Tornavo spesso con la mente a quei giorni lontani, quando non avevo che dieci anni.
Il ricordo di mio nonno si faceva strada tra i pensieri, portando con sé una nostalgia dolce e malinconica.
Era un uomo d'altri tempi e sapeva fare magie con le sue mani.
Era un artigiano nato, capace di riparare qualsiasi cosa gli capitasse tra le mani.
Niente era troppo rotto o inutile per lui.
Mia madre scuoteva spesso la testa di fronte alla sua ostinazione, ma io, io vedevo in lui un eroe.
Quanti pucci e giocattoli mi aveva salvato dal cimitero, ovvero la spazzatura con mamma becchina.
Ricordo ancora vividamente quella volta che il mio pallone preferito, il mio compagno di giochi innumerevoli, aveva perso la valvola.
Era diventato un oggetto inerte, senza vita, solo una sfera di gomma vuota.
"Gettalo via," mi aveva detto mia madre con un tono definitivo. "Te ne comprerò uno nuovo".
Ma il nonno, che ascoltava silenzioso dal suo angolo, si era avvicinato con quella calma determinata che lo caratterizzava.
"Datemelo," aveva detto semplicemente. E così, quel pallone rotto era passato nelle sue mani.
Per anni il pallone rimase nel suo laboratorio, un piccolo spazio caotico ma pieno di meraviglie.
Ogni tanto gli chiedevo se fosse riuscito a ripararlo, e lui mi sorrideva, rassicurante.
"Ci sto lavorando," diceva sempre.
Ero cresciuto, nel frattempo, giocando con altri palloni, ma mai uno aveva lo stesso peso di quel primo, quello che aveva condiviso con me i miei sogni di bambino.
Poi, un giorno, quando avevo ormai quindici anni, tornai a casa dei nonni e, annoiato, me ne stavo a cambiare canali alla tv.
Sentii d'un tratto il rimbalzo di un pallone che non riconobbi subito.
Era il mio pallone, quello vecchio, quello rotto.
Solo che adesso non era più rotto.
Il nonno mi guardava da lontano, con un sorriso soddisfatto e un lampo di orgoglio negli occhi.
"L'ho riparato," disse semplicemente, come se fosse stata la cosa più naturale del mondo.
Era riuscito fare uscire la valvola, ma si era danneggiato e dunque aveva costruito una nuova valvola, l'aveva rimontata con un nastro speciale (per ridare lo spessore), e il pallone era tornato a vivere.
Mi commossi, non solo per il pallone in sé, ma per quello che rappresentava.
Era la prova tangibile della determinazione e della pazienza di mio nonno, della sua capacità di non arrendersi mai di fronte alle difficoltà.

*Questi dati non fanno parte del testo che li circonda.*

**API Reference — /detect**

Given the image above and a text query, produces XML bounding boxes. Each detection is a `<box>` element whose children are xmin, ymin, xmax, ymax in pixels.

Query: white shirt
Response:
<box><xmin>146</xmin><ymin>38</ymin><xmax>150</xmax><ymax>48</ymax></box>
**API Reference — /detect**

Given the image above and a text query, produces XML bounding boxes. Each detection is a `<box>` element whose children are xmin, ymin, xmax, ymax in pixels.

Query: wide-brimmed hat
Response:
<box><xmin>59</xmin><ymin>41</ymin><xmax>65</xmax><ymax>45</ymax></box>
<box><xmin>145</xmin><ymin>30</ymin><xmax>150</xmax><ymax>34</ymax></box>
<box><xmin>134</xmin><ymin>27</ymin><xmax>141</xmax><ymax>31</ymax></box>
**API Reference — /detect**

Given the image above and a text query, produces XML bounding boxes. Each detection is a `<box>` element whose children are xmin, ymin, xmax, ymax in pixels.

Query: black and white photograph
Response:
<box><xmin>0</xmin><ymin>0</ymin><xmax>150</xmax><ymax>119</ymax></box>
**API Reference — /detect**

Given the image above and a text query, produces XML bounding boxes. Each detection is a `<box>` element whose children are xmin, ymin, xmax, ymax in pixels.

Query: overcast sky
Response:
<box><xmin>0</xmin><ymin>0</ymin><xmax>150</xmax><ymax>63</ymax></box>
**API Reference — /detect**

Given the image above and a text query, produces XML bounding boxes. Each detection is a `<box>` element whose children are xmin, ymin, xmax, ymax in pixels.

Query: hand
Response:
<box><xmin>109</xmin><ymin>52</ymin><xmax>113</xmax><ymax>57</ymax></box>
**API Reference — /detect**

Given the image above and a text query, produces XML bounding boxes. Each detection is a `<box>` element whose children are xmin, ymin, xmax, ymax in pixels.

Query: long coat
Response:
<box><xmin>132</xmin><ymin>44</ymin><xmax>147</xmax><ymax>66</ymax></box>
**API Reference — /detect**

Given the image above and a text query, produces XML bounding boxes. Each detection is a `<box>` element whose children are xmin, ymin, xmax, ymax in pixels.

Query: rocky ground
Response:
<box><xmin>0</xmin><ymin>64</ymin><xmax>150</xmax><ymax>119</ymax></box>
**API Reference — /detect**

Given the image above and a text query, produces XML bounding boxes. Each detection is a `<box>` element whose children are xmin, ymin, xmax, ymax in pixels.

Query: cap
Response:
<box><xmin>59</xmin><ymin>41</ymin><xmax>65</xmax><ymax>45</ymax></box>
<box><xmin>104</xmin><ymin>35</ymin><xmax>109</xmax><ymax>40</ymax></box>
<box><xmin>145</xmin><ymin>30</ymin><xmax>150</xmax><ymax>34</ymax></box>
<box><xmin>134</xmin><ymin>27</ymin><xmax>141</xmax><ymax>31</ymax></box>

Mia madre, vedendomi emozionato, mi disse:
"Per fortuna che te ne avevo comprato uno nuovo. Se aspettavamo lui...tuo nonno ci ha messo una vita per ripararlo".
Ma lei non capiva.
Nessun altro pallone avrebbe mai potuto superare quello riparato da mio nonno.
Quel pallone, con le sue cicatrici e la sua storia, era unico.
Lo conservo ancora oggi, a trent'anni, come un tesoro prezioso. Guai a chi me lo tocca.
Ogni volta che lo vedo, mi ricorda il valore della perseveranza, dell'amore e della dedizione.
Mio nonno mi ha insegnato che non si butta via niente, che ogni cosa merita una seconda possibilità.
Ed io, con quel pallone tra le mani, so che aveva ragione.
Il passato non è mai veramente passato; vive in noi, in ogni oggetto che scegliamo di salvare, in ogni ricordo che decidiamo di custodire.